As head of content at DirtFish, it’s my job to look at every channel we distribute content on. So believe it or not, yes, I see your comments. And I listen to them.
With all that time accrued on our digital platforms, I’m usually pretty solid at predicting what the post-event World Rally Championship chatter is likely to be.
There was plenty to talk about after Sweden: Ott Tänak and Kalle Rovanperä crashing out on the same stage was hugely unexpected and completely changed the dynamic of the rally. Takamoto Katsuta blew his best chance ever to score a maiden WRC win. And Esapekka Lappi ended the longest wait in WRC history to score a second career win.
But no, none of that dominated the post-event zeitgeist. It was all points talk. Elfyn Evans had put five points more on the board than rally winner Esapekka Lappi.
I was shocked by the reaction, not because of an unexpected amount of positive or negativity. I was surprised by how much debate there was about who’d won the rally in the first place. Was it Lappi, fastest on the clock from start to end, or Evans, who’d score the most points?
In my mind this was abundantly clear. Esapekka Lappi won Rally Sweden. This is the only correct answer. But the amount of people who believed the new points system changed the way rally winners were calculated was a cause for concern.
I’m not one for knee-jerk reactions. I like a good dossier, a thoroughly researched white paper and plenty of time to analyse a decision before committing to it. I’m not going to advocate for the new system to disappear overnight, nor implement a replacement on a whim.
But the current system of having Friday-Saturday points and a separate Sunday system, where carrying over a lead from Saturday into Sunday is no longer rewarded at all, is very clearly not the final form either. It needs further work. If you have the brain space available to think through it, it makes sense. But most of us don’t; we’re preoccupied by a million other things. We need to look at it with a single glance and get it immediately.
There’s an element of last month’s Rally of Nations’ scoring system may have the answer.
Simplicity is necessary – and the scoring system from Rally of Nations, the event known as Rally México when part of the WRC, is not that simple. But don’t be alarmed; being knee-jerk at your first glance of its system will only make you miss the lesson that could be learned from it.
There are two elements to its points scoring. The first bit is a coefficient that ‘balances’ performance across multiple classes of car, with Rally5 cars given a more beneficial performance factor than Rally2, for example.
That’s not the bit we’re interested in here. It’s what they do after the balancing is factored in. Stage points are awarded and then used to contribute to an overall rally total. For Rally of Nations, the stage points of two drivers were used to make a combined team points total.

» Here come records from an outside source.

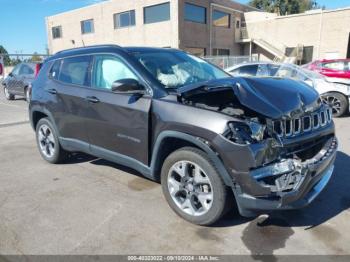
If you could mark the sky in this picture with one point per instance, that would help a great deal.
(22, 22)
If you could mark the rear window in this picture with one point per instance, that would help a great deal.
(26, 70)
(75, 70)
(55, 70)
(250, 70)
(339, 65)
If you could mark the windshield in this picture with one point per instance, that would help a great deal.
(177, 69)
(296, 72)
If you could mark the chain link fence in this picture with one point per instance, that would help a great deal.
(9, 61)
(228, 61)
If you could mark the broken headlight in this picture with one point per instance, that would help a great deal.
(244, 133)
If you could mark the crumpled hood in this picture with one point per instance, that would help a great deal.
(271, 97)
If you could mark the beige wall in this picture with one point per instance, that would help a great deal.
(176, 33)
(162, 34)
(327, 31)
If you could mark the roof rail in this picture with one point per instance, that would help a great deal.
(86, 47)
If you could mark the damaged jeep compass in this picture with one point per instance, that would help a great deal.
(210, 139)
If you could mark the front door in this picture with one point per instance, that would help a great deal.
(65, 96)
(117, 122)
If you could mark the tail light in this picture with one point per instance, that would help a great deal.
(37, 69)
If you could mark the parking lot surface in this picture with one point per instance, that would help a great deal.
(92, 206)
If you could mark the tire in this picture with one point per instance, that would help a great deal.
(8, 96)
(207, 184)
(48, 143)
(338, 102)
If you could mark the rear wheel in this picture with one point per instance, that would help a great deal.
(8, 95)
(193, 187)
(48, 144)
(337, 102)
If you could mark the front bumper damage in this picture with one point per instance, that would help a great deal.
(288, 183)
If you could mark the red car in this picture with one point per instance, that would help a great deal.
(338, 68)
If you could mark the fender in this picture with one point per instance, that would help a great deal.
(199, 142)
(37, 108)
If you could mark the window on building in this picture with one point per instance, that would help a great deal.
(156, 13)
(307, 54)
(238, 24)
(221, 52)
(221, 19)
(195, 13)
(75, 70)
(56, 32)
(87, 26)
(124, 19)
(197, 51)
(108, 69)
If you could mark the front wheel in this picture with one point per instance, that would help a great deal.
(8, 95)
(48, 144)
(193, 187)
(338, 102)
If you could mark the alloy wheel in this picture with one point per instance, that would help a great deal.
(46, 141)
(190, 188)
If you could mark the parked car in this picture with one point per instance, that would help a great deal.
(210, 139)
(336, 68)
(18, 82)
(336, 95)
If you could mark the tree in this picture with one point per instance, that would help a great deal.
(7, 60)
(285, 7)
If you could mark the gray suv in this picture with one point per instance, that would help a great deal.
(210, 139)
(18, 82)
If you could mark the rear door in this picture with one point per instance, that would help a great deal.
(117, 122)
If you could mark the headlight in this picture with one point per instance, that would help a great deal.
(244, 133)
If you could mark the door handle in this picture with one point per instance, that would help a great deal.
(92, 99)
(52, 91)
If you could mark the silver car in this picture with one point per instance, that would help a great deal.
(336, 95)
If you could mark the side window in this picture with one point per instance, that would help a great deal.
(26, 70)
(107, 70)
(75, 70)
(334, 65)
(55, 70)
(262, 70)
(250, 70)
(15, 71)
(273, 69)
(235, 72)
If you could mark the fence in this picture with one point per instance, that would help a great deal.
(228, 61)
(9, 61)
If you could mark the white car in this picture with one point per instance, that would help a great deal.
(336, 95)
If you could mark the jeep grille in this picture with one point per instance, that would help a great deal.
(308, 122)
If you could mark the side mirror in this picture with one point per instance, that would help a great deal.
(128, 85)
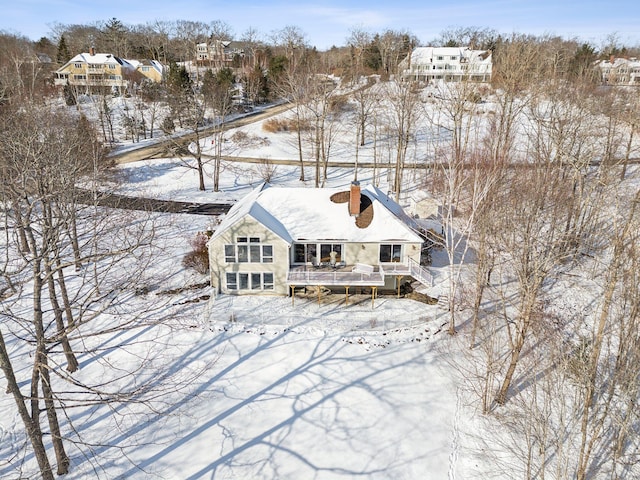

A few weeks ago I raised the point that a revised points system is as much about how it is packaged and the language involved, rather than the concept of splitting points being awarded across multiple sources. Two words can bring about the fix of removing complexity from the points discussion: Sprint and Endurance.
What Endurance should represent is clear: the old way of doing things. Tradition. Whoever gets from the first stage on a weekday to the final stage on Sunday in the least amount of time gets the most points. End of.
A revised points system should do more than make Sundays super. All the days should be – no, need to be – super.
Stage points are nothing new: Junior WRC gives out one bonus point per stage win. But I’m not talking about that here: I’m talking about intermediate points. Score them in the traditional 9-6-4-3-2-1 system or something reasonably similar for each stage. Count them all up at the finish on Sunday and hand out Sprint points, based on the final outcome of this intermediate classification.
Like in Sweden, the driver who kept their foot to the floor for most of the rally is likely to get the most points from that element of the rally. And they might still outscore someone putting in a Lappi-like drive in Sweden. But you know what? It won’t matter. Because in this scenario, Endurance will be what rallying always was: the driver who got from the start to the end fastest. It will remain the core element of rallying and the clear primary narrative. Sprint points will be looked at as a bonus – there will be no confusion as to who’s won, because points were handed out for covering every single competitive mile fastest, rather than a section of it.
Over in Mexico last week, drivers like Nil Solans felt the itch at the tip of their fingers to go faster. Solans was in a Mitsubishi Lancer Evo IX so had no real chance to set a fastest time outright – but run into him on Sunday morning, after the coefficient system had meant he’d scored maximum stage points twice, and it was the first thing he’d mention. In the overall standings he had nothing to fight for but he kept on pushing anyway, even without a Saturday night reset as the WRC has.
Based on the reaction to Sweden, this topic isn’t going away any time soon. But there’s no point railing against it: going back to the old ways isn’t the answer either.
Like Rally of Nations’ unusual system to make countries equal in unequal machinery, the WRC has a near-new system that’s still rough around the edges. So long as our destination is a system that remains almost as easy to understand as the old one but addresses the flaws that modern-day rallying have exposed in it, then we’re going in the right direction.